China leaps ahead of United Kingdom, Germany in global rankings
In Times Higher Education World University Rankings, released last week, the United States showed signs of decline, as did Japan and South Korea.
U.S. News & World Report issued their annual report of the top colleges and universities in the world.
“It’s great that this approach has been recognised in the latest THE world university rankings”.
The schools that top the other 2016 regional rankings are the reigning No. 1s from 2015: Japan’s University of Tokyo in Asia; Australia’s University of Melbourne in Australia/New Zealand; the U.K.’s Oxford in Europe; and Brazil’s Universidade de São Paulo in Latin America.
The Washington Post noticed similar issues with last year’s rankings, and the answer lies in the new way U.S. News & World Report assesses global universities.
Princeton University has maintained its status among the top global universities.

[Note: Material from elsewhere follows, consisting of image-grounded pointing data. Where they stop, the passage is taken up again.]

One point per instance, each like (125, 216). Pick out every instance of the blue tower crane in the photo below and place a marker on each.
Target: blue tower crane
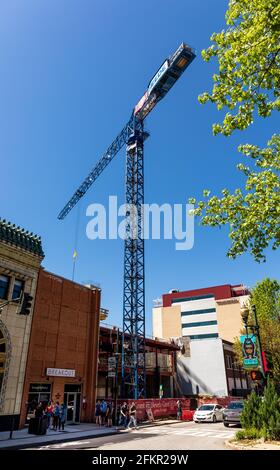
(133, 136)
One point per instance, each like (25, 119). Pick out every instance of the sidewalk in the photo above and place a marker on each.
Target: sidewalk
(22, 439)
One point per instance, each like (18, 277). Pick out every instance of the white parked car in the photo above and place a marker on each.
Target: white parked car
(208, 412)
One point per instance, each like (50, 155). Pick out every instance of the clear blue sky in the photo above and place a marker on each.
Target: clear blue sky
(71, 71)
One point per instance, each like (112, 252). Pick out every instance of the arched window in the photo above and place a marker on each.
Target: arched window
(3, 353)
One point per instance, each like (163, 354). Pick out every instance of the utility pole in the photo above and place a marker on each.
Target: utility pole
(256, 331)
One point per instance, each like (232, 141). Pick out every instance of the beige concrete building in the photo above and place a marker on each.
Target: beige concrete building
(212, 312)
(20, 258)
(207, 320)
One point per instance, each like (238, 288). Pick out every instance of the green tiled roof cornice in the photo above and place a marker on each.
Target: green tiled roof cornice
(17, 236)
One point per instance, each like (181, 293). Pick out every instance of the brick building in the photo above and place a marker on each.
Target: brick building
(62, 357)
(160, 365)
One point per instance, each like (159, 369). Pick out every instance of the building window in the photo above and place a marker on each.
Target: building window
(17, 290)
(209, 335)
(3, 351)
(229, 362)
(4, 287)
(198, 312)
(199, 323)
(197, 297)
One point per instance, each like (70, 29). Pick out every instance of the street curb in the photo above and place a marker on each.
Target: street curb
(234, 446)
(18, 445)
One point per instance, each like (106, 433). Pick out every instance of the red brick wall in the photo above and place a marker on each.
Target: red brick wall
(65, 330)
(219, 292)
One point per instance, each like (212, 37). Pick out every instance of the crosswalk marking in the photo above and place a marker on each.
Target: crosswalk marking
(204, 432)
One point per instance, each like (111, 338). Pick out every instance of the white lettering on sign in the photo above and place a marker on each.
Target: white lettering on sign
(157, 76)
(61, 372)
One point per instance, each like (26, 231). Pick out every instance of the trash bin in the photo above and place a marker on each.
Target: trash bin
(187, 415)
(43, 426)
(38, 425)
(33, 426)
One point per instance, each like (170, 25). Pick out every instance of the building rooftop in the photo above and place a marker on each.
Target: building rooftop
(224, 291)
(21, 238)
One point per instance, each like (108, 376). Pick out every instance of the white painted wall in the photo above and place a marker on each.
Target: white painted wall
(199, 317)
(199, 304)
(203, 372)
(200, 330)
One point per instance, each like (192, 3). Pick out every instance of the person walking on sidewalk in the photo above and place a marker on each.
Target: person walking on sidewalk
(124, 415)
(132, 416)
(62, 417)
(179, 409)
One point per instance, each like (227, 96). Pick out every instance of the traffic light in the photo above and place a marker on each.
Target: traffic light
(256, 375)
(25, 305)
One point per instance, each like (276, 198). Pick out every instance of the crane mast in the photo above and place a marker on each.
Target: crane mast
(133, 136)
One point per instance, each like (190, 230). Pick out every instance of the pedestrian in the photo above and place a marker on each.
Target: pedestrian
(62, 417)
(98, 413)
(123, 415)
(103, 409)
(179, 409)
(56, 413)
(132, 416)
(109, 415)
(49, 412)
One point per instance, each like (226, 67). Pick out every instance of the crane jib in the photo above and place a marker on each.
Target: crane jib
(169, 72)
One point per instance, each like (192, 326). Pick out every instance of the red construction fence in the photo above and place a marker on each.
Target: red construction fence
(165, 408)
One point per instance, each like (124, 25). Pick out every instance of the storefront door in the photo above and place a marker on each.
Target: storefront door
(72, 400)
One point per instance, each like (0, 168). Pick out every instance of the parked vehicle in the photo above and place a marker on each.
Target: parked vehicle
(232, 413)
(208, 412)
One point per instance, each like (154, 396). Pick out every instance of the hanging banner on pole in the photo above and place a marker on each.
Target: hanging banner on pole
(249, 351)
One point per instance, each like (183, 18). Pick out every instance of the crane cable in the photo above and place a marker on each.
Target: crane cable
(75, 254)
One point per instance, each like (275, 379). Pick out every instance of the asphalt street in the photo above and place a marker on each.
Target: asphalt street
(179, 436)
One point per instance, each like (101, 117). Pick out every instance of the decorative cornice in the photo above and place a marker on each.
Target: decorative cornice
(17, 236)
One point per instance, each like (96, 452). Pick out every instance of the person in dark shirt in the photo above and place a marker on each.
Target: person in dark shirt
(132, 416)
(179, 409)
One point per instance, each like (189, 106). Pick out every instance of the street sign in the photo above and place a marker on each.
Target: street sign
(249, 350)
(111, 363)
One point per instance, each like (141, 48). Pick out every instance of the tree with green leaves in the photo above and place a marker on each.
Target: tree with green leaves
(270, 412)
(246, 85)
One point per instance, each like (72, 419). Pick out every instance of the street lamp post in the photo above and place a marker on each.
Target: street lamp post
(255, 330)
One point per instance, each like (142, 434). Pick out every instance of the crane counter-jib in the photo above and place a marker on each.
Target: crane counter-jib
(164, 79)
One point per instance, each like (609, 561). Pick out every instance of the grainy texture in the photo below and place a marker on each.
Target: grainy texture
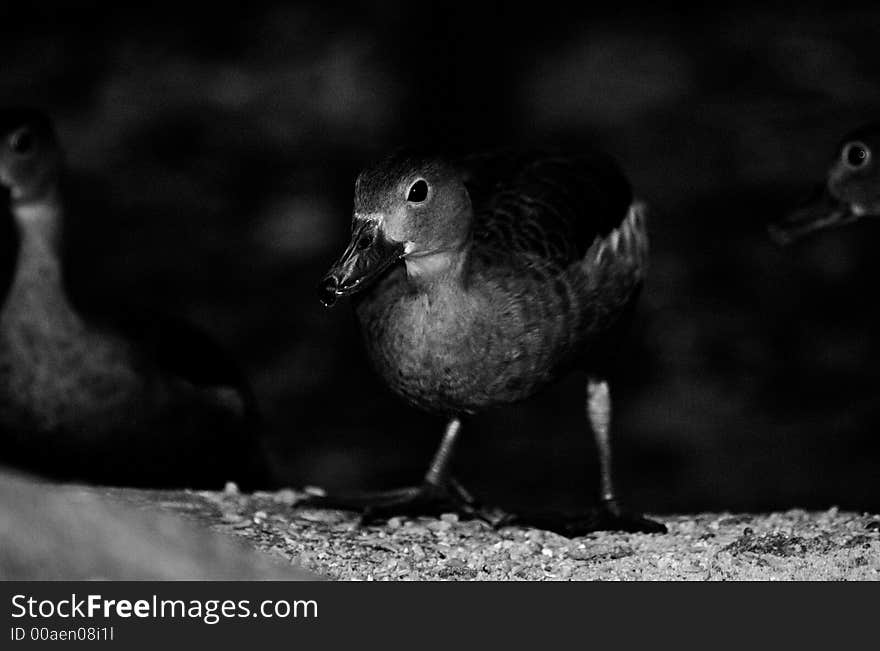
(794, 545)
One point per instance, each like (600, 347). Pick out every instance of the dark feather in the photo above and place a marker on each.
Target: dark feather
(551, 206)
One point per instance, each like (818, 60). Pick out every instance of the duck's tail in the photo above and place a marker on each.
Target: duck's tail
(626, 245)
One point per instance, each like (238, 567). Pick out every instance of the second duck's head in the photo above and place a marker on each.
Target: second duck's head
(851, 189)
(29, 155)
(408, 208)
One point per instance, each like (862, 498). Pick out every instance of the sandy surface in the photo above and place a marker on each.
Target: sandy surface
(800, 545)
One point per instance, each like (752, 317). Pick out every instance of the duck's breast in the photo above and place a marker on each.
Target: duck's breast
(460, 349)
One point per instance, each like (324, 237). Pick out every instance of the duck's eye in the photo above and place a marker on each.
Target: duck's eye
(855, 155)
(418, 191)
(22, 141)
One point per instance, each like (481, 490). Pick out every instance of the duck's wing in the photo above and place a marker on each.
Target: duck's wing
(544, 206)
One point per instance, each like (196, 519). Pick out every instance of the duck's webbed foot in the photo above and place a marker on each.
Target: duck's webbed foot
(426, 499)
(607, 517)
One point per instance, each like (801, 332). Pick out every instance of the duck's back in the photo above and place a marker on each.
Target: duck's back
(556, 257)
(544, 207)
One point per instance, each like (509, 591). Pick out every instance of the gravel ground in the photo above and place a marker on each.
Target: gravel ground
(794, 545)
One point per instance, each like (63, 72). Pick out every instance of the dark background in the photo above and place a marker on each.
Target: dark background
(214, 151)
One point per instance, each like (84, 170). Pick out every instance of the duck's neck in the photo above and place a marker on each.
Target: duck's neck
(443, 268)
(38, 286)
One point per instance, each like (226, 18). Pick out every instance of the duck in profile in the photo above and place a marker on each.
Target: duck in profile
(850, 192)
(477, 282)
(102, 396)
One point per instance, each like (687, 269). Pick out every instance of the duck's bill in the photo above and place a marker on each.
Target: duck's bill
(821, 211)
(367, 256)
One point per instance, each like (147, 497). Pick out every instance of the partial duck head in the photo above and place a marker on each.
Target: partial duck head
(408, 208)
(851, 190)
(30, 158)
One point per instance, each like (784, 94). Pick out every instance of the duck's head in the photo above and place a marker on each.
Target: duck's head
(408, 208)
(29, 155)
(851, 190)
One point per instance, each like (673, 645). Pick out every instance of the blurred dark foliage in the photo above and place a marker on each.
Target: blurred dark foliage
(213, 150)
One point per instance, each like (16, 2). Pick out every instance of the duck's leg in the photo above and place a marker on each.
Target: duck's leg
(438, 493)
(608, 516)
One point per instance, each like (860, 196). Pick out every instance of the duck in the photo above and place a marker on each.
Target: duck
(850, 192)
(106, 394)
(480, 280)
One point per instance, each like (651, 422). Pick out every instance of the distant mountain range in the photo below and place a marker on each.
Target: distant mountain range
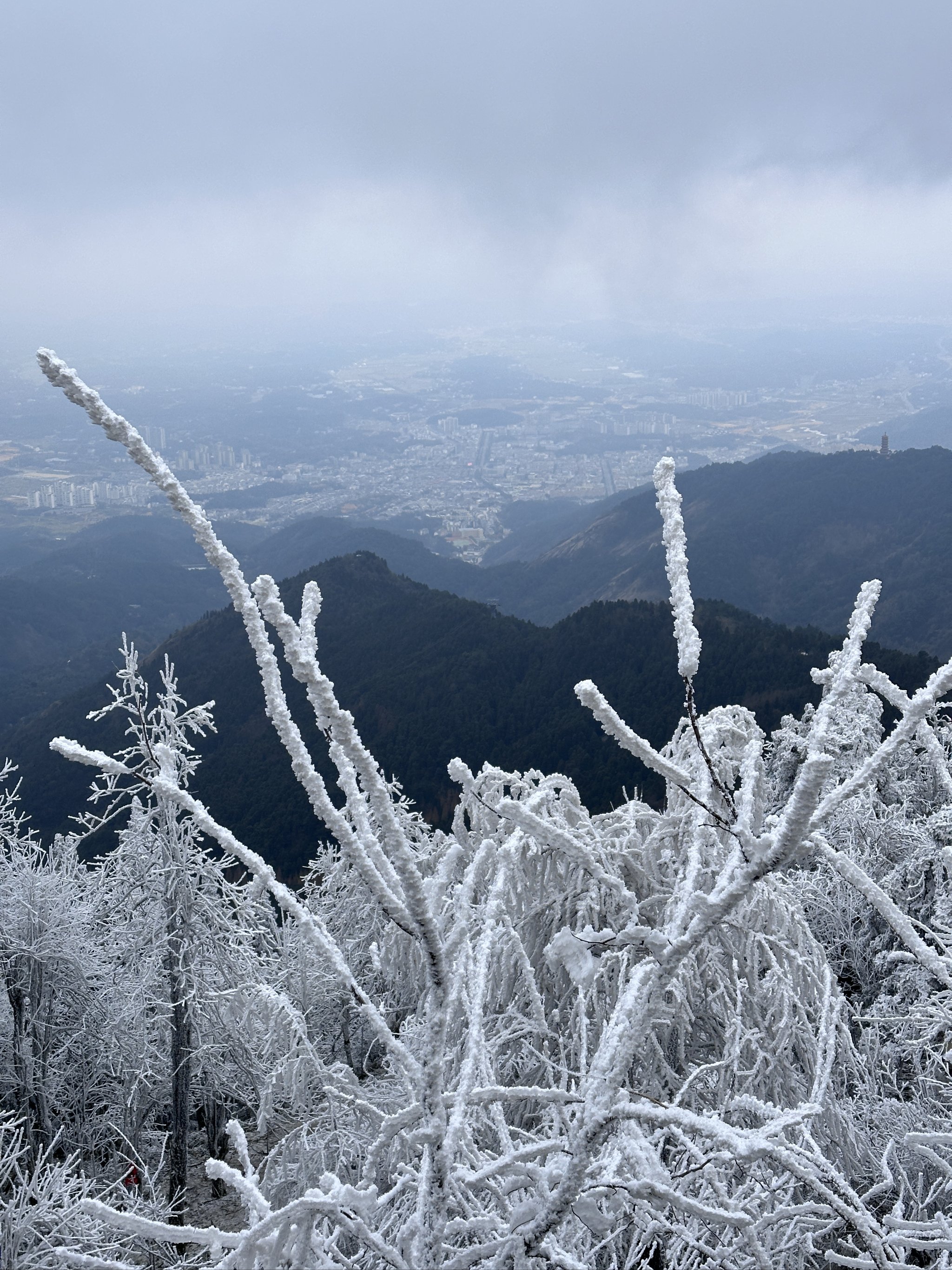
(790, 536)
(431, 676)
(919, 430)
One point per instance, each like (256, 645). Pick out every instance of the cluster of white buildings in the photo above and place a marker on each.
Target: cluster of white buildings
(98, 493)
(204, 458)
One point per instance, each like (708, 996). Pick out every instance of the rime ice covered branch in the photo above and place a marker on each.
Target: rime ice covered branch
(587, 1039)
(677, 567)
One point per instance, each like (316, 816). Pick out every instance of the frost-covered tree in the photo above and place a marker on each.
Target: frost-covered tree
(187, 945)
(596, 1041)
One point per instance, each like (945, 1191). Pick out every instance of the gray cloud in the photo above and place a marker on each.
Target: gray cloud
(512, 158)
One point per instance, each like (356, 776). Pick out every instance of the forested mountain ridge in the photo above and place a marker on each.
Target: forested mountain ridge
(431, 677)
(706, 1028)
(790, 536)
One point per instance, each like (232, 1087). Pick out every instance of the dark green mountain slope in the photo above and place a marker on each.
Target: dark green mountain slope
(790, 536)
(430, 676)
(61, 615)
(922, 428)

Commencement ceremony at Princeton University, which ranked 13th on a new list of the best global universities. European countries also tended to be well-represented in the top five of each subject area. The University of Pennsylvania moved up from the No. 19 spot to a tie with Yale University in the US for No. 14.
As with all rankings, the list probably should be taken with a grain of salt. A total of 750 universities were ranked.
Ellen Hazelkorn, whose Rankings and the Reshaping of Higher Education was released this year, sees a different message. The Best Global Universities methodology – which is based on data and metrics provided by Thomson Reuters InCitesTM research analytics solutions – weighs factors that measure a university’s global and regional reputation; academic research performance using bibliometric indicators; and school-level data on faculty and Ph.D. graduates.
UCLA was also named among the very best in several of the survey’s 22 subject rankings: psychiatry/psychology (No. 3), chemistry (No. 6), arts and humanities (No. 7), nanoscience and behavior (No. 7), mathematics (No. 7), biology and biochemistry (No. 10), materials science (No. 10) and clinical medicine (No. 10).